There is one thing that all humans long for. Deep down, there is something that makes our hearts beat loudly. We are different in many ways; our appearance, our personalities, where we live and work. There is one connecting thread in all of our lives though. We all have the desire to discover an adventure. In all of us, we catch ourselves imagining our lives as a movie. We imagine that we are the pirates that discover the buried treasure, or we are “Indiana Jones” finding the Ark of the Covenant. We love the adventure; it is instilled in all of our lives. When we wake up from our daydream, we are still in our same job, same house, and same old life. We have the same destination every day. Instead of climbing the Appalachian Mountains, we climb onto our sofa. Instead of discovering a cure to diseases that will save humanity, we discover that we need to eat “whole grain” because we have too many carbs in our diet. Instead of discovering the “Lost” treasure, we discover that we need to run to Wal-Mart to buy more toilet paper. We may dream of discovery, but we realize that we will never be Indiana Jones.
As Christians we feel that our walk with the Lord is the same. We feel that there is no great adventure or no discovery. Sure, maybe once in awhile there’s a great Sunday service that makes us feel different. Or we watch a YouTube clip of some kids in another country that need help, and we for a “little while” want to help. But that will go away after a tough day at the office. We may get moved emotionally, but deep down we know we won’t change. The reason why we feel that there won’t be an adventure is because we don’t know our task. If I asked you, “What is a Christian?” You would give me a generic answer about someone that loves God. That is great, and very much important as a Christian, but where’s the task? What’s the mission Captain? Where are we heading?

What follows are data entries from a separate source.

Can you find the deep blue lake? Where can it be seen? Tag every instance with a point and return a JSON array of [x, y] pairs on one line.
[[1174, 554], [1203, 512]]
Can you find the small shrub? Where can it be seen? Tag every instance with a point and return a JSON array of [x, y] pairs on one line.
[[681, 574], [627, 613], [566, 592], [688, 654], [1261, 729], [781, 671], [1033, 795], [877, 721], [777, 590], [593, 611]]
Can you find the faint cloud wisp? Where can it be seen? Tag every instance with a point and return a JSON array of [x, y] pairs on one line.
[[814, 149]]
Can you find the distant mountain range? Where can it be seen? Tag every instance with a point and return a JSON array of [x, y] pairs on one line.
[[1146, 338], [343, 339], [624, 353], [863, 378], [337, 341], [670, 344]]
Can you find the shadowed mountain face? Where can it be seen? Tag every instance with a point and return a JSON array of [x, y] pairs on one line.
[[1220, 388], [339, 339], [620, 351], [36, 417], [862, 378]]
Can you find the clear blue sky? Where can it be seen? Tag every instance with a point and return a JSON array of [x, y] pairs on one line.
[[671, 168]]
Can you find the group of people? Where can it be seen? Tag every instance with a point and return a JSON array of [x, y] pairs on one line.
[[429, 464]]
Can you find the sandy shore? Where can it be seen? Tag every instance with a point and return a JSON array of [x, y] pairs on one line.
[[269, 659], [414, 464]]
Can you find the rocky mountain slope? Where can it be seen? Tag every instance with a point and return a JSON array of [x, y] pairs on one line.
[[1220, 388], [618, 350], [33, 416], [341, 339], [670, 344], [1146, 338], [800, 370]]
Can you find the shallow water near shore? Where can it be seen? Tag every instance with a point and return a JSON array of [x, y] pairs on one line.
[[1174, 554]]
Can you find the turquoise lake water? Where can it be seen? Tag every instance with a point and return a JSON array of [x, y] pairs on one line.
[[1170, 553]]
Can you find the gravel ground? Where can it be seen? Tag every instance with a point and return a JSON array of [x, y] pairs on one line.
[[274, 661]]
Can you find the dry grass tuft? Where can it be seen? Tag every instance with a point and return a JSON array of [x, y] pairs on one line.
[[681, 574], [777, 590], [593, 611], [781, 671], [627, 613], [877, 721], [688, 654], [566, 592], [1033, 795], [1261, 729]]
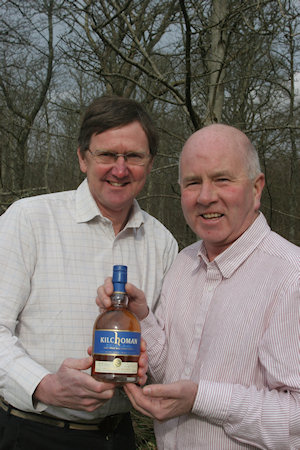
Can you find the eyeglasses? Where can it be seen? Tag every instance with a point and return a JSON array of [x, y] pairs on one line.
[[131, 158]]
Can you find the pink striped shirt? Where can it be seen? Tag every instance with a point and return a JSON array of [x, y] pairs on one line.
[[231, 326]]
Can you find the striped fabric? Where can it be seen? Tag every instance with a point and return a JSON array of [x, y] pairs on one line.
[[232, 326], [55, 250]]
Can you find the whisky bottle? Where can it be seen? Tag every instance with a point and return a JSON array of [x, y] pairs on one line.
[[116, 337]]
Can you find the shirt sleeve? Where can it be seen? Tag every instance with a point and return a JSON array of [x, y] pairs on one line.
[[19, 374], [269, 417], [153, 333]]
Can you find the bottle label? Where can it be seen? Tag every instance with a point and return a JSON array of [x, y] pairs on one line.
[[116, 366], [110, 342]]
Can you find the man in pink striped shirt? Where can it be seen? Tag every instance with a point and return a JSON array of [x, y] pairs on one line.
[[223, 343]]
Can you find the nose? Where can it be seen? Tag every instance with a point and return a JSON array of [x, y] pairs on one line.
[[120, 168], [207, 193]]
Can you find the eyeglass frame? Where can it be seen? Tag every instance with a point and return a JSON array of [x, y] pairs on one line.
[[144, 157]]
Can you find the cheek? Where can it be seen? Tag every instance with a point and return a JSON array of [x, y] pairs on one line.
[[188, 200]]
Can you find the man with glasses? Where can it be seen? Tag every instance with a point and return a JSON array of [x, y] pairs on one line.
[[55, 250]]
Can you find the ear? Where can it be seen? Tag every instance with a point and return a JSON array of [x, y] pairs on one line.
[[82, 161], [258, 186], [150, 165]]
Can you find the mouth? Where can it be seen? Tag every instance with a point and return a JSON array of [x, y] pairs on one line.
[[212, 215], [116, 184]]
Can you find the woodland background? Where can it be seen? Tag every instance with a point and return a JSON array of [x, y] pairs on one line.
[[189, 62]]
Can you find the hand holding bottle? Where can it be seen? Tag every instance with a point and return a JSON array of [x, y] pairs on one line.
[[163, 401], [71, 388]]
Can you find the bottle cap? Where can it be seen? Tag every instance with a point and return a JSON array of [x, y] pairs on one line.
[[119, 278]]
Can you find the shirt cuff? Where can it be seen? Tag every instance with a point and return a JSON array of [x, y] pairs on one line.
[[212, 401]]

As Christians we have the greatest adventure of all time. I do not say this generically. I say it with excitement! The last words Jesus ever spoke to his disciples was not “try not to sin” or “be careful, there are bad people outside the church walls.” Matthew 28:18-20 says, “Then Jesus came to them and said, ‘All authority in heaven and on earth has been given to me. Therefore go and make disciples of all nations, baptizing them in the name of the Father and of the Son and of the Holy Spirit.’”
Listen, our task, our goal, our mission, our assignment, our adventure is not safe. Jesus set before us the most crazy, scary, adventure known to man. You see the rest of the world can keep imagining. But he said, “GO” and that is the adventure. No longer I who live, but Christ who lives within me. Our mission is to be outward. To look for the lost. Our goal is to present the “cure” for the entire world. The cure is Jesus Christ. The world has an illness that needs the cure. Your mission, if you choose to accept it, is to take the name of Jesus to your work place, to lay your hands on the sick and see them healed, to share Jesus even under persecution and to always be looking for the opportunities to present and give a cure to the sick. Let me remind you that this mission is not easy. Many have talked about it, but few have walked it. This message will self destruct in 5 seconds, good luck Christian.